Book Recommendation

The Pleasure of Good Photographs

Gerry Badger

Born 1946, — British

The-Pleasures-of-Good-Photographs
Review by Aperture


The Pleasures of Good Photographs is an intellectual and aesthetic excursion led by Gerry Badger, one of the field's eminent critics and popular writers and the author of more than a dozen books including both volumes of The Photobook: A History. In this new volume of essays, Badger offers insight into some of his favorite images, artists and themes, drawing upon nearly three decades of experience writing and thinking about photography. With deep discernment and a readable blend of scholarly finesse and wit, Badger elucidates works by dozens of photographers, from Dorothea Lange and Eugène Atget to Martin Parr, Luc Delahaye, Susan Lipper and Paul Graham. Among the broader topics discussed are the photobook, where Badger believes photography sings its loudest and most complex song, and Photoshop's role in art-making. An interlude at the heart of the book pairs the author's evocative meditations with nearly a dozen particular images. Alongside some of Badger's classics, The Pleasures of Good Photographs showcases primarily new essays, making it an important addition to the canon of photographic writing.

My own thoughts


This was a book I found myself constantly digging into on my MFA. Gerry's writing is so easy to read yet he is so provocative in his thinking.

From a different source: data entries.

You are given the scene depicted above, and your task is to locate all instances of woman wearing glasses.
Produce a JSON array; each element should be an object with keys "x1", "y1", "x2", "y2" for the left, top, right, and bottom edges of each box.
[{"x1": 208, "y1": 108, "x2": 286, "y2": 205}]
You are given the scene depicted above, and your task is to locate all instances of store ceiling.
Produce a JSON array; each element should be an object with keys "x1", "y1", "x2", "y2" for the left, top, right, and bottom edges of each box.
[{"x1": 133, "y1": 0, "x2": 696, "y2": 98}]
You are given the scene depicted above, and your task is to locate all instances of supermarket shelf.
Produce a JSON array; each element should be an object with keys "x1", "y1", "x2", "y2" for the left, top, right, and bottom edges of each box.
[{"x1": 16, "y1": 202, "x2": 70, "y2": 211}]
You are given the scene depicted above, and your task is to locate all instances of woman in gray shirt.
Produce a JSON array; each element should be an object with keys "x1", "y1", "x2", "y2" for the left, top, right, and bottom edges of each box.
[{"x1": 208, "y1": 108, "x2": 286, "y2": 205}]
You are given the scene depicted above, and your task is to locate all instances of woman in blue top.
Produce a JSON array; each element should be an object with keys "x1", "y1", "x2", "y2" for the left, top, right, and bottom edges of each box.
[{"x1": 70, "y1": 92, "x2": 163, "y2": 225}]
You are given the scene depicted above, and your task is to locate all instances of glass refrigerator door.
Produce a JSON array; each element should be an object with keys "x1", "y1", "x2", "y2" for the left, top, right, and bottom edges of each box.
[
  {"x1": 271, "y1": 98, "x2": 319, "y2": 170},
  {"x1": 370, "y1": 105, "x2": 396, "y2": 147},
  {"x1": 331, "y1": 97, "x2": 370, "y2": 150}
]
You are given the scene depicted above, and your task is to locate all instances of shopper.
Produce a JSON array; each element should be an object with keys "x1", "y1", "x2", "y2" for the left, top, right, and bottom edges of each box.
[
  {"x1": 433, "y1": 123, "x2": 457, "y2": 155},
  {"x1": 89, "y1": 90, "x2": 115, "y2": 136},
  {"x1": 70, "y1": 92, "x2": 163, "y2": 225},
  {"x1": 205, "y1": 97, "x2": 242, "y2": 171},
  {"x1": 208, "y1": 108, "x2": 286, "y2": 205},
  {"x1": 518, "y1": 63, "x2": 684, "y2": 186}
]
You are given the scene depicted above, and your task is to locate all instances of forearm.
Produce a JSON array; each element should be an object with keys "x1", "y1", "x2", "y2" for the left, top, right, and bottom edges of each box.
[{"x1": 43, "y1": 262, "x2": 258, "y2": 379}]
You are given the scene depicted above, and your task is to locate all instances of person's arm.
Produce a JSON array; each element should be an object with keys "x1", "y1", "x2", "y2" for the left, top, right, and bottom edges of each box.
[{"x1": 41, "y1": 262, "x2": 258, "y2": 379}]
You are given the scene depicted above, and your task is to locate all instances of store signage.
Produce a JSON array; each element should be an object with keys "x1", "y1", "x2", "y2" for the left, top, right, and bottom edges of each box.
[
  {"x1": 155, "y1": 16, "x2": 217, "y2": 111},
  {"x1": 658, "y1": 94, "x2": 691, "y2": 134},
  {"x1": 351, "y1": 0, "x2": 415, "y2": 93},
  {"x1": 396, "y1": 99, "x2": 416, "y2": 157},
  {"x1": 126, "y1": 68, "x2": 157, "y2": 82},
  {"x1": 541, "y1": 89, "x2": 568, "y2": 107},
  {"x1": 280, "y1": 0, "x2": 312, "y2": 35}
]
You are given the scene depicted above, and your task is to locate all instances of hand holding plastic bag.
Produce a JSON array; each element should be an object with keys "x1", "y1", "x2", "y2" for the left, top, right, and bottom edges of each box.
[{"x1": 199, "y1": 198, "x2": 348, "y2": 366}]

If looking at photographs is a pleasurable activity, it is pleasurable in a complex, transformative, frequently unsettling sense. It is not pleasure unalloyed, for no profound pleasure is pure…Like many truly enriching pleasures…photography has its dark, troubling, even dangerous aspects. Gerry Badger

Selected Quotations from The Pleasures of Good Photographs.

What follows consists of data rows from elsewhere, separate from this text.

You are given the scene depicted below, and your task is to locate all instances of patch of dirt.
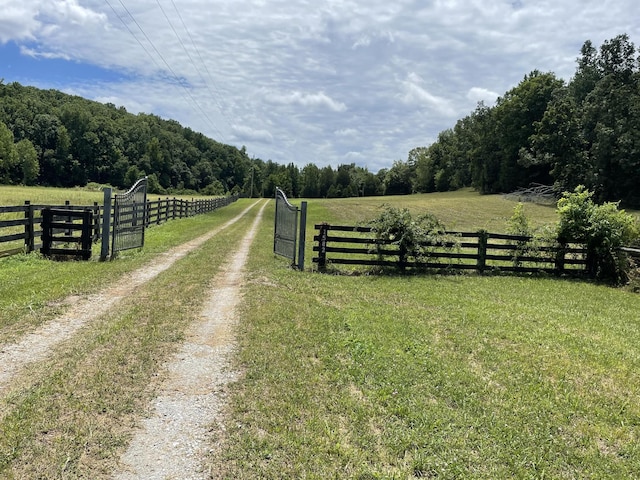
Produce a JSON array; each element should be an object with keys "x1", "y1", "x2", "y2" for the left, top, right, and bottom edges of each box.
[
  {"x1": 113, "y1": 203, "x2": 267, "y2": 480},
  {"x1": 0, "y1": 202, "x2": 264, "y2": 393}
]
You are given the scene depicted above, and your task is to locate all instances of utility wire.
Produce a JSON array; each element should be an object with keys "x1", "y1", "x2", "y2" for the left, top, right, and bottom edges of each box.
[
  {"x1": 156, "y1": 0, "x2": 228, "y2": 140},
  {"x1": 105, "y1": 0, "x2": 225, "y2": 142},
  {"x1": 171, "y1": 0, "x2": 231, "y2": 126}
]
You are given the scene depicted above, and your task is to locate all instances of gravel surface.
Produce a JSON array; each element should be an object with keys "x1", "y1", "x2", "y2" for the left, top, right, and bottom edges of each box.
[
  {"x1": 113, "y1": 203, "x2": 267, "y2": 480},
  {"x1": 0, "y1": 203, "x2": 256, "y2": 393}
]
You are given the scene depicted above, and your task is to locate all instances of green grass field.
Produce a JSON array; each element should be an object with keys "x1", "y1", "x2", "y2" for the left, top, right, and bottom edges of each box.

The battle between the formalist and the contextualist

The master of writing was John Szarkowski, who probably learnt from Walker Evans, who may have learnt from Lincoln Kirstein.

All photographs are memento mori – Susan Sontag.

If you photograph dwarves you don’t get majesty and beauty, you get dwarves. – Sontag

‘The pleasures of good photographs are the pleasures of good photographs, whatever the particulars of their makeup.’ – Lee Friedlander

Sontag questioned photography as an art and the photographer as an auteur.

Contextualists are concerned with subject, more than subject matter. Form vs content?

Photographs provide a memory trace. – John Stathatos.

‘The first great quality of photography, therefore, is a quality I would term thereness.’ – Walker Evans.